ÉPOCA - É verdade que o Sylvio Frota (ministro do Exército de Geisel, exonerado em 1977 por tentativa de golpe à direita) garantiu sua vida?
Benjamin - Depois de uns três meses de prisão, em 1971, colocaram-me numa sala, na Polícia do Exército, no Rio. Entrou um oficial mais velho, chamado de Vossa Excelência pelos demais. Ficou sozinho comigo, muito branco, fumando uma piteira. Conversou calmamente comigo, dizendo que nunca nenhum outro preso o havia visto. Depois disse: 'Vim te trazer uma boa notícia. Não vamos te matar. Foi uma decisão difícil'. Em seguida, deu três razões: 'Você é muito jovem, e nós não somos os monstros que vocês imaginam. Além disso, você é filho de um colega nosso, e seu pai sempre foi um bom oficial. Mas o mais importante é que você não nos odeia. Nós te observamos muito, e nunca vimos ódio em teu olhar'. Muito tempo depois, reconheci pelos jornais que era o general Sylvio Frota.

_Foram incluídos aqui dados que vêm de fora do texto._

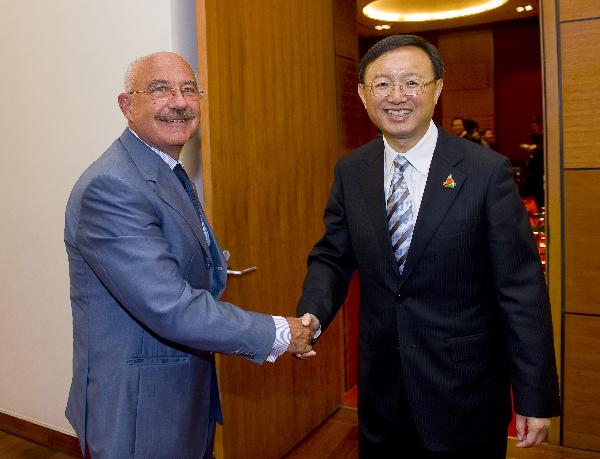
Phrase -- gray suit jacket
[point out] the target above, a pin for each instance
(146, 314)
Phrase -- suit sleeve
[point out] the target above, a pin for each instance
(523, 298)
(120, 237)
(331, 261)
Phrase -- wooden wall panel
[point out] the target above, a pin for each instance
(269, 144)
(346, 40)
(552, 150)
(582, 241)
(581, 421)
(579, 9)
(469, 81)
(354, 126)
(580, 42)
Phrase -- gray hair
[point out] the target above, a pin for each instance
(130, 72)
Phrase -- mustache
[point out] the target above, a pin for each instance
(176, 114)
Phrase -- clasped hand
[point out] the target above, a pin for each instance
(302, 330)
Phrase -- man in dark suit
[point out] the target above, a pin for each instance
(454, 308)
(146, 274)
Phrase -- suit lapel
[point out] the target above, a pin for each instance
(166, 184)
(374, 197)
(437, 198)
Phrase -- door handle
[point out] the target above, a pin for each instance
(237, 272)
(241, 272)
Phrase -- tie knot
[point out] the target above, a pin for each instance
(400, 162)
(181, 174)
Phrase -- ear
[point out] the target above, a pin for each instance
(362, 95)
(125, 105)
(438, 89)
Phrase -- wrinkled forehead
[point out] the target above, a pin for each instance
(165, 67)
(406, 61)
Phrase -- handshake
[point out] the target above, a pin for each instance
(302, 331)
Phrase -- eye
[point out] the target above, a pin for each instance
(158, 89)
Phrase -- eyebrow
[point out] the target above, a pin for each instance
(183, 83)
(406, 75)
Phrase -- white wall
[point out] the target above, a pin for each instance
(62, 68)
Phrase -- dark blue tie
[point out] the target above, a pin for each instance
(190, 189)
(399, 210)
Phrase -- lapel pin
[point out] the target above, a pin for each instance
(449, 182)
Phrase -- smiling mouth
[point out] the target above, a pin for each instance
(399, 112)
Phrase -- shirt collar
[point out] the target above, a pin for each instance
(171, 162)
(420, 155)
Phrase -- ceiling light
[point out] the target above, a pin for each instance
(400, 11)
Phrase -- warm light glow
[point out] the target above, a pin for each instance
(380, 10)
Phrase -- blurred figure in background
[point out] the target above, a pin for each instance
(534, 169)
(488, 139)
(457, 127)
(472, 130)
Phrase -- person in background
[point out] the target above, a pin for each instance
(146, 274)
(488, 139)
(472, 130)
(458, 127)
(534, 168)
(454, 308)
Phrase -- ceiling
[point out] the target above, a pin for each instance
(506, 12)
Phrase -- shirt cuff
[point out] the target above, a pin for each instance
(283, 338)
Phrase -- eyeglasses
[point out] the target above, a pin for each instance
(384, 87)
(161, 92)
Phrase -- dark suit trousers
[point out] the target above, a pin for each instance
(407, 445)
(400, 440)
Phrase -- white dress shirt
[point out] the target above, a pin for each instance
(419, 158)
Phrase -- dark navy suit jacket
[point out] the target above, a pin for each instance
(468, 317)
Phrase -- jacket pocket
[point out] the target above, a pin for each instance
(471, 347)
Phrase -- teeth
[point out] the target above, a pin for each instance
(399, 112)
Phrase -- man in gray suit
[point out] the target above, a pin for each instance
(454, 308)
(146, 274)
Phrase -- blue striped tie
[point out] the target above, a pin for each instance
(399, 212)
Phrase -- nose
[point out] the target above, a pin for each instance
(177, 97)
(397, 92)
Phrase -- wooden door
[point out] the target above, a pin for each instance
(269, 145)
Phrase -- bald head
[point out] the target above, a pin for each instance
(161, 101)
(137, 67)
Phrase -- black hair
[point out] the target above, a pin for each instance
(394, 42)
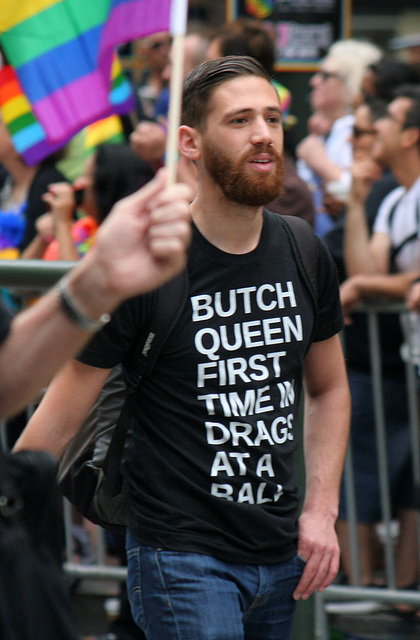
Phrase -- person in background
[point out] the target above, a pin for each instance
(384, 264)
(149, 137)
(336, 91)
(141, 245)
(155, 52)
(382, 77)
(111, 173)
(21, 192)
(251, 38)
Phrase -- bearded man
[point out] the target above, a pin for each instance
(215, 546)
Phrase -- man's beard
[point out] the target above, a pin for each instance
(239, 185)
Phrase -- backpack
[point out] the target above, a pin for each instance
(90, 471)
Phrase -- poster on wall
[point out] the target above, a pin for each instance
(303, 29)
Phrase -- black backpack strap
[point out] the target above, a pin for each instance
(169, 301)
(305, 248)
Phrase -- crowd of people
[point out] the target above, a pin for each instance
(214, 497)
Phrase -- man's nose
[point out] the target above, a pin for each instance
(261, 132)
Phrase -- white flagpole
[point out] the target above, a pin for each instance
(179, 13)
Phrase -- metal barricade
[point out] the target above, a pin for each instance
(389, 595)
(35, 276)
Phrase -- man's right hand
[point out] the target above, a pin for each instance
(142, 243)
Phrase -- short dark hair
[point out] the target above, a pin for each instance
(247, 37)
(200, 83)
(118, 173)
(412, 92)
(389, 74)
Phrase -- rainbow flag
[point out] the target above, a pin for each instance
(259, 8)
(28, 135)
(109, 130)
(62, 51)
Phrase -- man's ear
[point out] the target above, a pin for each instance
(189, 142)
(411, 136)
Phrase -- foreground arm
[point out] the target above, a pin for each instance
(363, 254)
(326, 429)
(63, 408)
(141, 244)
(413, 296)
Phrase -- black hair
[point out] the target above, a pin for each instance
(118, 173)
(200, 83)
(248, 38)
(412, 92)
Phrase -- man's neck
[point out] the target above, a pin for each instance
(231, 227)
(407, 171)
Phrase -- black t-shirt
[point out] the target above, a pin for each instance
(210, 461)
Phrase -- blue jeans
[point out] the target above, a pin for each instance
(190, 596)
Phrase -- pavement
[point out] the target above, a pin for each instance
(91, 597)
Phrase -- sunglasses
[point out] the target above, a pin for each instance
(358, 132)
(326, 75)
(158, 45)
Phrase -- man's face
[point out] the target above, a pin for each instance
(242, 143)
(389, 132)
(329, 93)
(364, 134)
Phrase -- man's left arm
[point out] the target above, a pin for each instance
(326, 431)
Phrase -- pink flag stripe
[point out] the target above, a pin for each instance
(62, 111)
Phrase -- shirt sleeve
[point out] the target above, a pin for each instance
(382, 220)
(5, 321)
(330, 315)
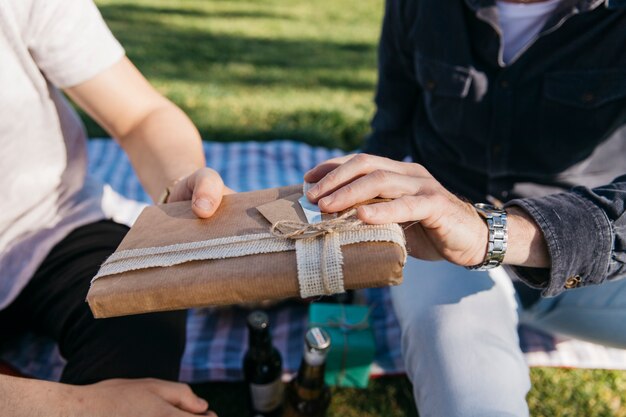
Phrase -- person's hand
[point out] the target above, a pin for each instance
(204, 188)
(136, 398)
(439, 225)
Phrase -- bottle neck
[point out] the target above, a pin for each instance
(260, 342)
(311, 375)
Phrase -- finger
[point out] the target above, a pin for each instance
(208, 189)
(403, 209)
(180, 396)
(317, 173)
(379, 183)
(356, 167)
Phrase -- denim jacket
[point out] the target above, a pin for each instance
(547, 132)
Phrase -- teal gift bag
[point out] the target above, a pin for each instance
(352, 342)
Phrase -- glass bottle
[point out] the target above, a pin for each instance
(262, 368)
(307, 395)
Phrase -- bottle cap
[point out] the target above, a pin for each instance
(317, 343)
(258, 320)
(317, 338)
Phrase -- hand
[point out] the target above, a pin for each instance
(136, 398)
(439, 225)
(204, 188)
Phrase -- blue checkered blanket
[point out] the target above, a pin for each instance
(217, 337)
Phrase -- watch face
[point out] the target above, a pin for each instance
(486, 210)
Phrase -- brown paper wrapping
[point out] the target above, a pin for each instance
(244, 279)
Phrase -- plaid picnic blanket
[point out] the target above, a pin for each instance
(217, 337)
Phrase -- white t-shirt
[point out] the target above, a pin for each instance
(44, 194)
(520, 23)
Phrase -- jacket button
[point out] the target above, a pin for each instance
(572, 282)
(588, 98)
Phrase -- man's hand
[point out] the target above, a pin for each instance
(20, 397)
(204, 188)
(439, 225)
(138, 398)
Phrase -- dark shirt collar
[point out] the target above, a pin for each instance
(581, 5)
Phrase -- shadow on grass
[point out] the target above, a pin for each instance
(167, 50)
(123, 9)
(187, 53)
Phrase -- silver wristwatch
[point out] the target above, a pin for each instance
(498, 234)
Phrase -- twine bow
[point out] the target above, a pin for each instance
(289, 229)
(330, 258)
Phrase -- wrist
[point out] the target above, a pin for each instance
(497, 237)
(527, 246)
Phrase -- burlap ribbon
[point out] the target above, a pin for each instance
(318, 250)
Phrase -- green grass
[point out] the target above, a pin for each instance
(304, 70)
(258, 70)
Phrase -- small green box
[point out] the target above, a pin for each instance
(352, 342)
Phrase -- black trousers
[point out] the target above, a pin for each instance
(53, 304)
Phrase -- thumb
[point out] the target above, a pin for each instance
(207, 193)
(180, 396)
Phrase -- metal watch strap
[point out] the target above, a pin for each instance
(498, 235)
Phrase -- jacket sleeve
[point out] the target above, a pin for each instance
(585, 231)
(397, 89)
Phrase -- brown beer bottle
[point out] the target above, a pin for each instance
(262, 369)
(307, 395)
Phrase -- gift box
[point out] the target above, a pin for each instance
(352, 346)
(258, 246)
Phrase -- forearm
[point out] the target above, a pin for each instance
(32, 398)
(163, 147)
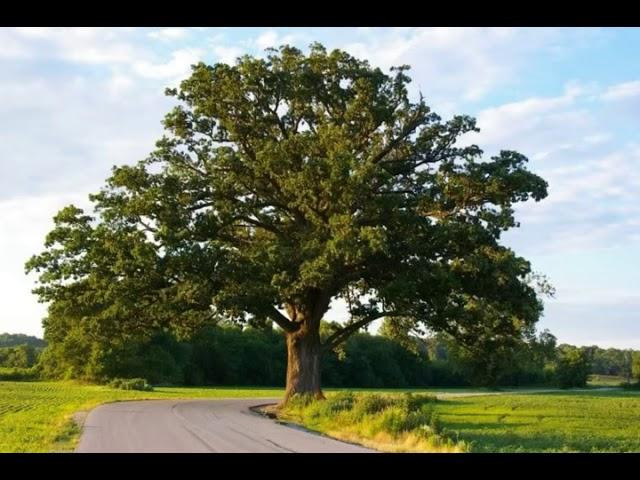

ÉPOCA - A construção do seu discurso é marxista. Você fala em ciclos da História, como se o futuro fosse previsível. A vida não é incerteza?
Benjamin - Tenho uma formação vasta e eclética. Não me sinto amarrado por nenhuma teoria. Tentei aprender a pensar, que é algo bem mais difícil do que se imagina. Não acho que o futuro seja previsível. É uma criação humana - e nós somos seres vocacionados para a liberdade.